El líder de la mayoría en el Senado, Mitch McConnell, dijo anteriormente que el Senado tomaría medidas para confirmar a cualquier nominado este año, a pesar de que McConnell impidió que el presidente Barack Obama tuviera una audiencia sobre su nominación de Merrick Garland en 2016. Eso preparó el escenario para que Trump nominara a Neil Gorsuch en su lugar.
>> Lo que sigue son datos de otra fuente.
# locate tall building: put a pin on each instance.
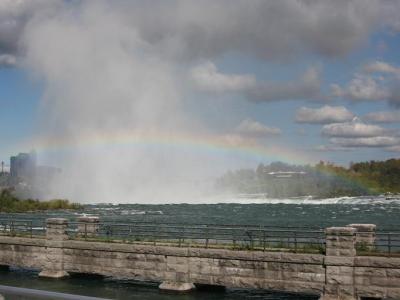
(23, 165)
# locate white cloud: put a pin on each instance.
(383, 117)
(208, 28)
(381, 67)
(307, 88)
(331, 148)
(206, 77)
(254, 129)
(353, 129)
(376, 141)
(7, 60)
(393, 148)
(361, 88)
(379, 81)
(323, 115)
(14, 15)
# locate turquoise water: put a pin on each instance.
(383, 213)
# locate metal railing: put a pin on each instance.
(206, 235)
(388, 242)
(26, 228)
(251, 237)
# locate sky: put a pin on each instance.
(198, 85)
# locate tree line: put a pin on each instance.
(322, 180)
(9, 203)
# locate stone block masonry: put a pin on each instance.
(340, 274)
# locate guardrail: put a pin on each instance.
(30, 228)
(296, 239)
(205, 235)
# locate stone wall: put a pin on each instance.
(338, 275)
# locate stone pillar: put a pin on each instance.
(88, 226)
(339, 264)
(56, 234)
(177, 287)
(177, 276)
(365, 236)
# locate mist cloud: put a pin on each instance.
(323, 115)
(112, 72)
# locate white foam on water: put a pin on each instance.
(364, 200)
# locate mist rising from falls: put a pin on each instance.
(101, 78)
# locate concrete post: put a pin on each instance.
(56, 234)
(88, 226)
(365, 236)
(339, 263)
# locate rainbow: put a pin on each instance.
(208, 143)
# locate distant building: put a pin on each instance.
(286, 174)
(23, 165)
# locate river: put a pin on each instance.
(385, 213)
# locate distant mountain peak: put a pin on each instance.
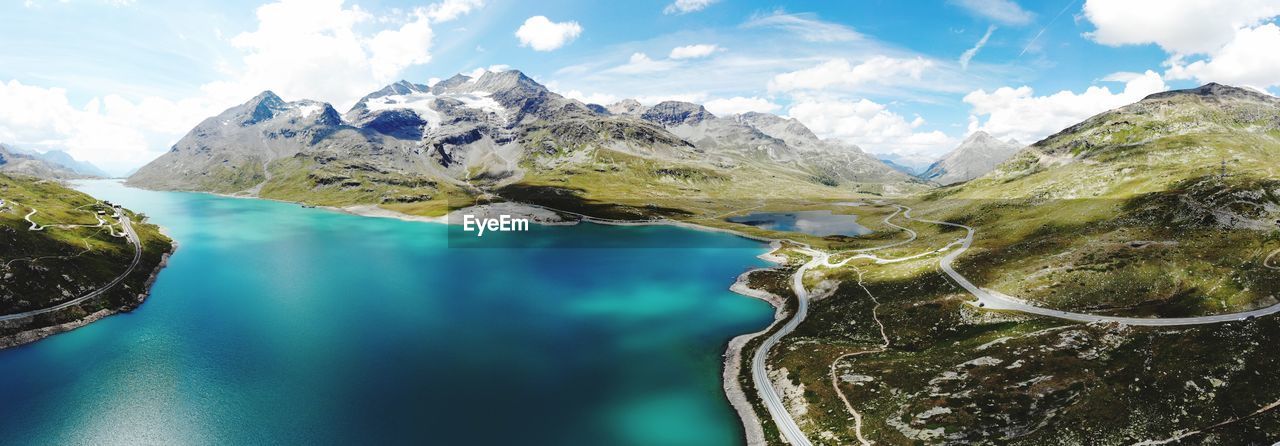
(978, 154)
(1215, 91)
(626, 107)
(675, 113)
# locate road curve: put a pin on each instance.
(996, 300)
(787, 426)
(137, 256)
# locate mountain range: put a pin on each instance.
(408, 145)
(977, 155)
(50, 164)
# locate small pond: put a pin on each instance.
(812, 222)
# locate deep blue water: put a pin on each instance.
(812, 222)
(280, 324)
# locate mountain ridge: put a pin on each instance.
(411, 142)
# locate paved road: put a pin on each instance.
(787, 426)
(137, 256)
(759, 376)
(995, 300)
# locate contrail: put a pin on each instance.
(1046, 27)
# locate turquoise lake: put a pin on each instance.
(280, 324)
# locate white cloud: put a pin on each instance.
(693, 51)
(640, 63)
(1179, 27)
(1252, 58)
(685, 7)
(451, 9)
(595, 98)
(1005, 12)
(543, 35)
(1020, 114)
(321, 50)
(869, 124)
(740, 104)
(805, 26)
(112, 132)
(968, 54)
(1210, 41)
(841, 73)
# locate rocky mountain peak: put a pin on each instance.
(263, 107)
(1215, 91)
(979, 154)
(675, 113)
(785, 128)
(979, 137)
(626, 107)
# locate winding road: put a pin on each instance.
(996, 300)
(786, 424)
(137, 256)
(987, 299)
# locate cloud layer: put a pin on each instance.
(543, 35)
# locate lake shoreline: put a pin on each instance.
(33, 335)
(730, 367)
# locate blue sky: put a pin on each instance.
(118, 82)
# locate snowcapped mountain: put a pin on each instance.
(978, 154)
(44, 165)
(480, 133)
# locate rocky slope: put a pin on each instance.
(1165, 208)
(412, 145)
(973, 158)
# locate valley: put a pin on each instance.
(71, 259)
(1015, 305)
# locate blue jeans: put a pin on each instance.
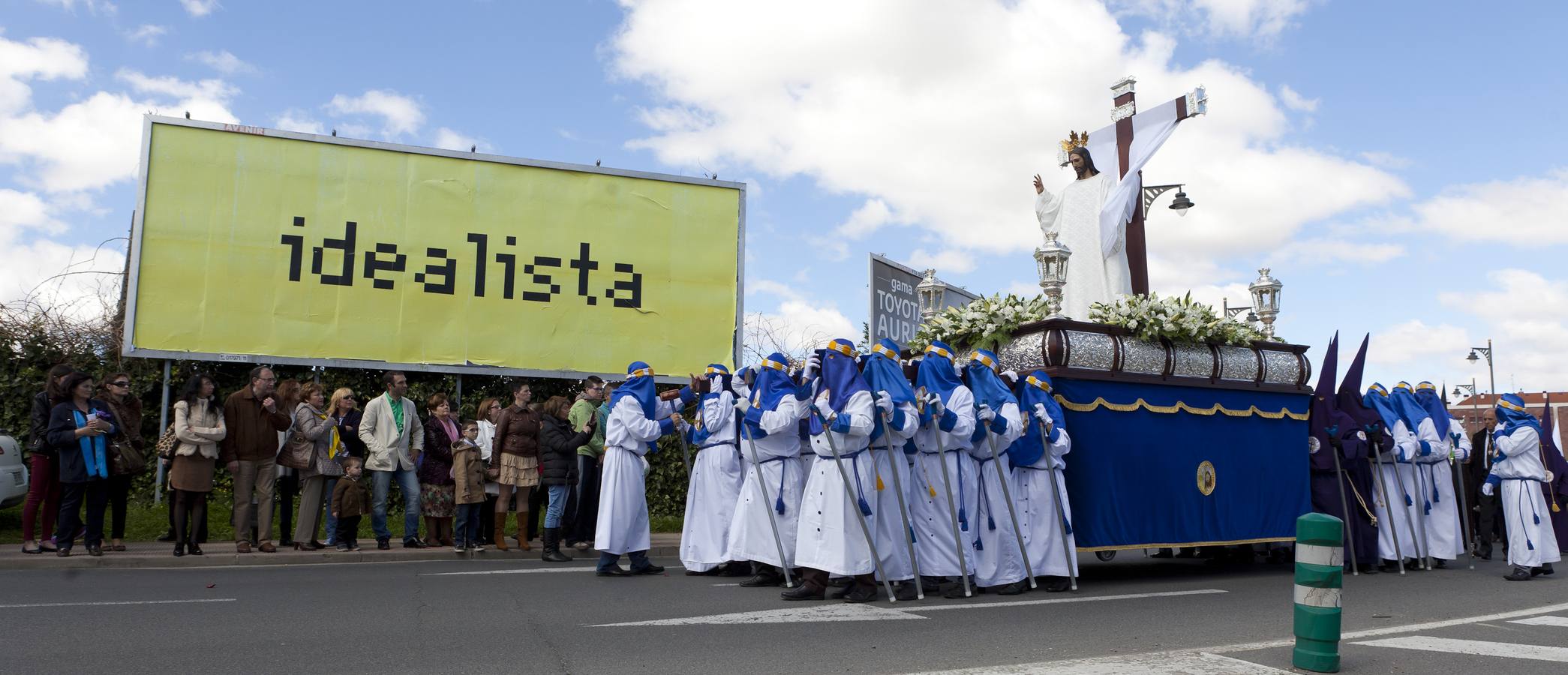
(332, 520)
(557, 506)
(408, 484)
(611, 560)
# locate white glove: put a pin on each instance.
(813, 364)
(1043, 416)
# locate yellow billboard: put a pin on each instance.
(289, 248)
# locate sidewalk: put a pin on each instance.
(223, 555)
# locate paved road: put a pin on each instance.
(479, 617)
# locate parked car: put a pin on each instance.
(13, 475)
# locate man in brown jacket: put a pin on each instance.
(250, 453)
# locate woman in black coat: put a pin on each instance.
(559, 469)
(79, 433)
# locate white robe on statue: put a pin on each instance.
(1395, 519)
(1037, 509)
(713, 489)
(930, 516)
(1074, 217)
(828, 538)
(623, 495)
(893, 541)
(1437, 486)
(998, 558)
(1529, 519)
(750, 531)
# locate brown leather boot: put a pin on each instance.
(500, 533)
(523, 531)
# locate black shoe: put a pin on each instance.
(1017, 588)
(804, 592)
(762, 580)
(860, 594)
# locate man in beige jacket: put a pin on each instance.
(394, 437)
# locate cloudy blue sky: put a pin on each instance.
(1380, 157)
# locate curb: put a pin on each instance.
(143, 560)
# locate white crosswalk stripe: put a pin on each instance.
(1473, 647)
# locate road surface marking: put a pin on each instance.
(874, 613)
(1543, 620)
(1070, 598)
(819, 613)
(1195, 663)
(512, 571)
(1473, 647)
(113, 603)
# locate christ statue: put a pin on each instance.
(1074, 220)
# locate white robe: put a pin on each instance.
(1530, 538)
(1395, 518)
(1437, 480)
(828, 538)
(1074, 217)
(623, 496)
(893, 539)
(1037, 509)
(750, 531)
(929, 512)
(998, 558)
(716, 486)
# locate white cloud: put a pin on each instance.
(450, 140)
(146, 34)
(945, 119)
(299, 121)
(200, 8)
(223, 62)
(1297, 100)
(398, 113)
(1260, 20)
(946, 262)
(1473, 212)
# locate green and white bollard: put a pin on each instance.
(1319, 575)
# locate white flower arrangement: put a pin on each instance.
(987, 323)
(1179, 320)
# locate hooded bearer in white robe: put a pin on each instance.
(770, 417)
(897, 420)
(716, 478)
(946, 424)
(1038, 460)
(1517, 472)
(828, 541)
(1074, 220)
(637, 418)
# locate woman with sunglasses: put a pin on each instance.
(123, 467)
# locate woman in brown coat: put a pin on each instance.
(467, 475)
(518, 447)
(198, 428)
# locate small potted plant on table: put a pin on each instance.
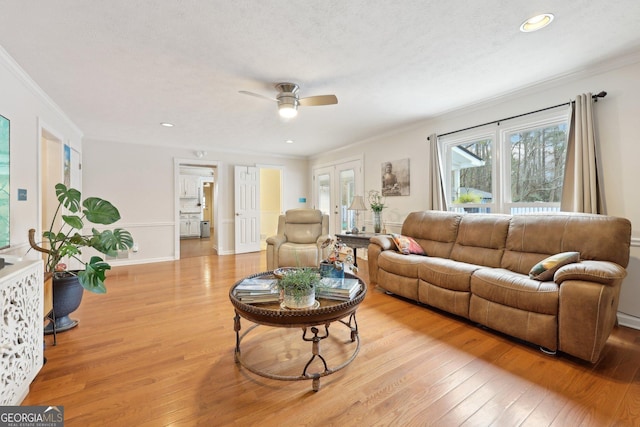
(298, 286)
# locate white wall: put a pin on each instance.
(618, 117)
(139, 180)
(28, 109)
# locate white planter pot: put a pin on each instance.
(300, 301)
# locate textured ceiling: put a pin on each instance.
(121, 67)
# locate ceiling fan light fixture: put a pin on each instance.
(536, 23)
(287, 107)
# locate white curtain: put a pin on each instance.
(581, 191)
(436, 191)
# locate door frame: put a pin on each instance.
(218, 230)
(333, 169)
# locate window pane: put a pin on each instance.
(537, 164)
(324, 193)
(471, 172)
(347, 191)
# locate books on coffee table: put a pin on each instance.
(338, 288)
(254, 290)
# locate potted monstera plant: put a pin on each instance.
(64, 240)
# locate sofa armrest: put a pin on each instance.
(273, 245)
(377, 245)
(604, 272)
(276, 240)
(323, 253)
(385, 242)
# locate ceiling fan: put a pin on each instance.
(288, 99)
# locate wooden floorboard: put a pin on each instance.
(157, 350)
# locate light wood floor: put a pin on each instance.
(157, 350)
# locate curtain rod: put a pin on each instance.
(595, 97)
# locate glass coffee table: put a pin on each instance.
(314, 323)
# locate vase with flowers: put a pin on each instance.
(376, 202)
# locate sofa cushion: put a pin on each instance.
(545, 269)
(446, 273)
(435, 231)
(407, 245)
(532, 238)
(400, 265)
(481, 239)
(515, 290)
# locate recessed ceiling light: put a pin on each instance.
(536, 23)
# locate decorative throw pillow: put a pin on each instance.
(545, 269)
(407, 245)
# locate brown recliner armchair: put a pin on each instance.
(301, 233)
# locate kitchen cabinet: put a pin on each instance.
(190, 225)
(189, 186)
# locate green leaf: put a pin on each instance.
(68, 249)
(68, 197)
(99, 211)
(94, 275)
(73, 221)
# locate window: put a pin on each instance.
(512, 168)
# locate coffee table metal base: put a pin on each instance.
(309, 334)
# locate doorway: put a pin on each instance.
(197, 185)
(334, 189)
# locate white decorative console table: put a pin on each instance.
(21, 324)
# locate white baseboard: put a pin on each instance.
(629, 321)
(131, 261)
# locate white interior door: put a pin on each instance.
(247, 209)
(334, 188)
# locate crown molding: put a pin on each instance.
(13, 67)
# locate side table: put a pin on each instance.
(355, 241)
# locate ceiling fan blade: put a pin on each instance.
(257, 95)
(318, 100)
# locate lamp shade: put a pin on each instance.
(357, 204)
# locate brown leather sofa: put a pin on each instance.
(477, 267)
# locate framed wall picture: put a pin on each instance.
(395, 178)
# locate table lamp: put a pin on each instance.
(357, 204)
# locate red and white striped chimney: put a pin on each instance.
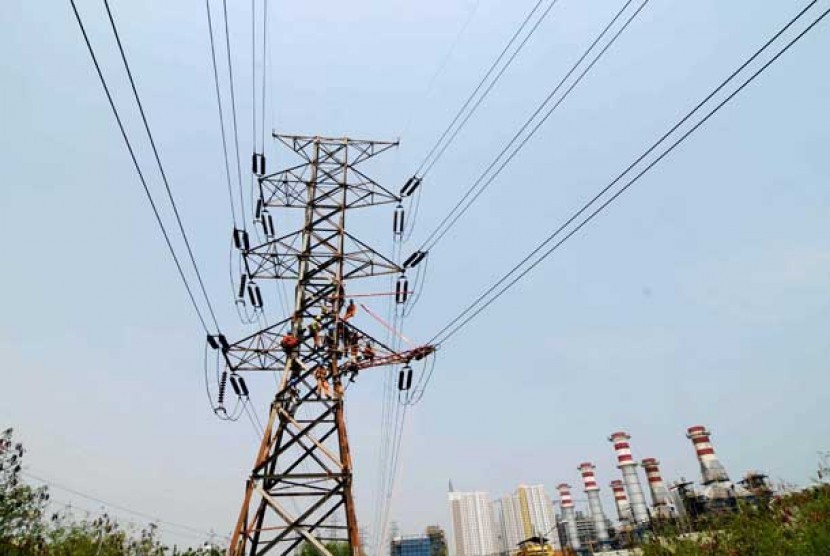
(621, 501)
(659, 492)
(628, 468)
(594, 503)
(569, 515)
(711, 468)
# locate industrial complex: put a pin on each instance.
(529, 522)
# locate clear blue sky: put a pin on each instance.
(701, 297)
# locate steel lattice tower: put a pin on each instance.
(301, 482)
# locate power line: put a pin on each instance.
(161, 167)
(233, 112)
(264, 65)
(138, 168)
(442, 65)
(68, 508)
(221, 115)
(483, 181)
(488, 89)
(478, 87)
(444, 337)
(119, 507)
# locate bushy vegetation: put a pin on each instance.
(797, 524)
(29, 528)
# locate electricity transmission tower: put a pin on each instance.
(301, 482)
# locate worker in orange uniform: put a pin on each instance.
(351, 310)
(289, 343)
(323, 388)
(368, 351)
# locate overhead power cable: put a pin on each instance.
(477, 306)
(119, 507)
(488, 175)
(444, 61)
(161, 167)
(429, 160)
(138, 168)
(221, 116)
(233, 112)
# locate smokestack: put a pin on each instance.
(569, 515)
(628, 467)
(710, 467)
(592, 491)
(659, 492)
(621, 501)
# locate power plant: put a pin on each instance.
(621, 501)
(568, 516)
(594, 503)
(682, 503)
(524, 523)
(628, 468)
(662, 506)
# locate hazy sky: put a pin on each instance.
(700, 297)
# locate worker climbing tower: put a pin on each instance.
(300, 487)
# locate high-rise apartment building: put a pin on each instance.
(473, 524)
(526, 513)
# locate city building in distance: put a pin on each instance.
(473, 525)
(431, 543)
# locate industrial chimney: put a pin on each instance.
(659, 493)
(594, 503)
(710, 467)
(569, 515)
(628, 467)
(621, 501)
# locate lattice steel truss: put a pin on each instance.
(301, 482)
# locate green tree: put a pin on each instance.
(336, 549)
(21, 506)
(26, 530)
(793, 525)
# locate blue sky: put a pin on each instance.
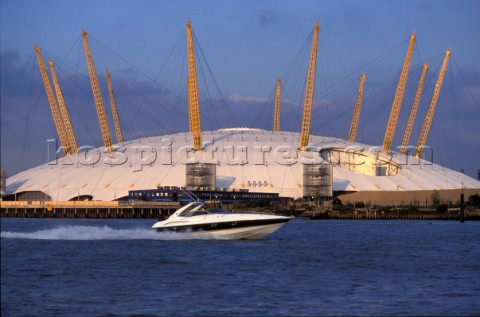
(247, 46)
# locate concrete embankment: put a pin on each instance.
(453, 214)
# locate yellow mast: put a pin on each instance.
(413, 112)
(57, 119)
(97, 96)
(309, 91)
(72, 141)
(427, 122)
(356, 113)
(113, 104)
(276, 116)
(193, 102)
(397, 102)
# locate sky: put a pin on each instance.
(242, 47)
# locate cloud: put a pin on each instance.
(237, 98)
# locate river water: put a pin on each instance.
(65, 267)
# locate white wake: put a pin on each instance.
(99, 233)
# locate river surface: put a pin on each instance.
(65, 267)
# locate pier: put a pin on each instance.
(88, 209)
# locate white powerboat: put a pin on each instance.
(219, 223)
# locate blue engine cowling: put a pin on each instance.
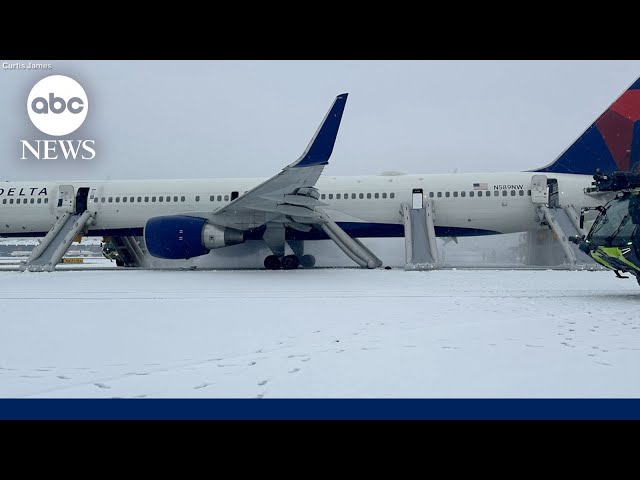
(175, 237)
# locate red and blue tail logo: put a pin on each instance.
(611, 144)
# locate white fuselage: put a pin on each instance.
(371, 202)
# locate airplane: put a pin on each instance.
(182, 219)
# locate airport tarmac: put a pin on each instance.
(321, 333)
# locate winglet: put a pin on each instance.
(321, 145)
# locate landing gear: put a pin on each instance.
(290, 262)
(272, 262)
(307, 261)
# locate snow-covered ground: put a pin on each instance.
(319, 333)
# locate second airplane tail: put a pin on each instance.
(611, 143)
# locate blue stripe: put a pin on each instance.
(634, 156)
(320, 409)
(355, 229)
(584, 156)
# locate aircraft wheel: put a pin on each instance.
(272, 262)
(290, 262)
(307, 261)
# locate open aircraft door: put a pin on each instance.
(417, 198)
(66, 198)
(539, 190)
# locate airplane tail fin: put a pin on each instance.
(611, 144)
(321, 145)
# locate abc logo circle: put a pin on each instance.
(57, 105)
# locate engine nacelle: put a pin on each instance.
(215, 236)
(182, 237)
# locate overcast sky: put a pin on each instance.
(197, 119)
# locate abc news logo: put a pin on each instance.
(57, 105)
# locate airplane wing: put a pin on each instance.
(288, 197)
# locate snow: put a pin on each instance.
(319, 333)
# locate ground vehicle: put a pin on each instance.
(614, 237)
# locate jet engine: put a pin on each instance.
(182, 236)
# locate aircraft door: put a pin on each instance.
(539, 191)
(81, 200)
(417, 199)
(66, 198)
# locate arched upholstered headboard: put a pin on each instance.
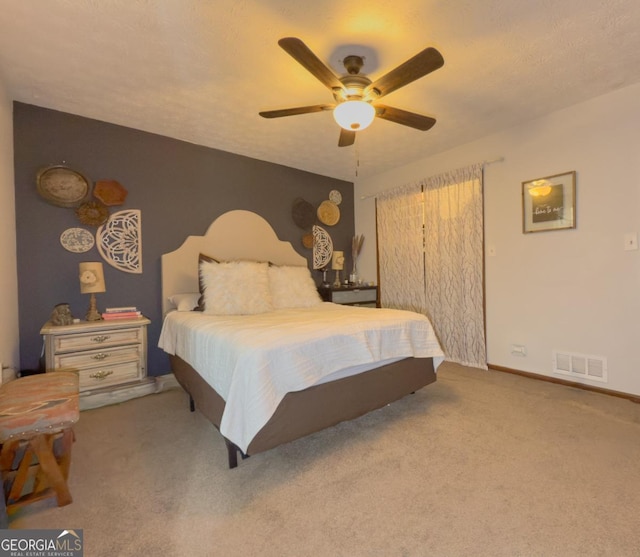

“Nuestra nación ha perdido a un jurista de talla histórica. En la Corte Suprema hemos perdido a una querida colega”, dijo el presidente del Tribunal Supremo, John Roberts, en un comunicado. “Hoy lloramos, pero con la confianza de que las generaciones futuras recordarán a Ruth Bader Ginsburg como la conocimos: una defensora incansable y resuelta de la justicia”.

Mucho antes de que el presidente Bill Clinton la nombrara para la Corte Suprema en 1993, Ginsburg argumentó casos ante la Corte como académica y defensora del movimiento por los derechos de las mujeres. Ella fue una defensora de alto perfil del fallido esfuerzo por adoptar una Enmienda de Igualdad de Derechos a la Constitución de los Estados Unidos.

En la cancha, construyó un récord como uno de los miembros más liberales, apoyando los derechos de los homosexuales y el aborto, la ley de atención médica del presidente Barack Obama y las restricciones a la pena de muerte.

Su fuerte desacuerdo con los fallos que recortan los derechos de voto y la acción afirmativa le valieron el apodo de admiración de “Notorious RBG”. En 2018 se estrenaron dos películas sobre ella: el documental RBG y una biografía de Hollywood, On the Basis of Sex.

Recibió críticas durante la campaña presidencial de 2016 cuando denunció a Trump, que había conseguido la nominación republicana, como un “farsante” en una entrevista con los medios. Ginsburg dijo más tarde que lamentaba los comentarios. Trump le pidió que renunciara y dijo en Twitter que “su mente está disparada”.

Ginsburg dijo que experimentó personalmente la discriminación de género cuando intentó, sin éxito, unirse a las principales firmas de abogados de la ciudad de Nueva York después de ser una estudiante de derecho estrella en las universidades de Harvard y Columbia a fines de la década de 1950.

Ginsburg dejó su huella más clara en la Corte Suprema cuando luchaba contra lo que consideraba discriminación de género, a menudo desafiando a sus colegas masculinos por opiniones que consideraba sexistas.

Su experiencia fue similar a la de la primera jueza, Sandra Day O’Connor, nombrada por Ronald Reagan que se unió a la corte en 1981 y se retiró en 2006.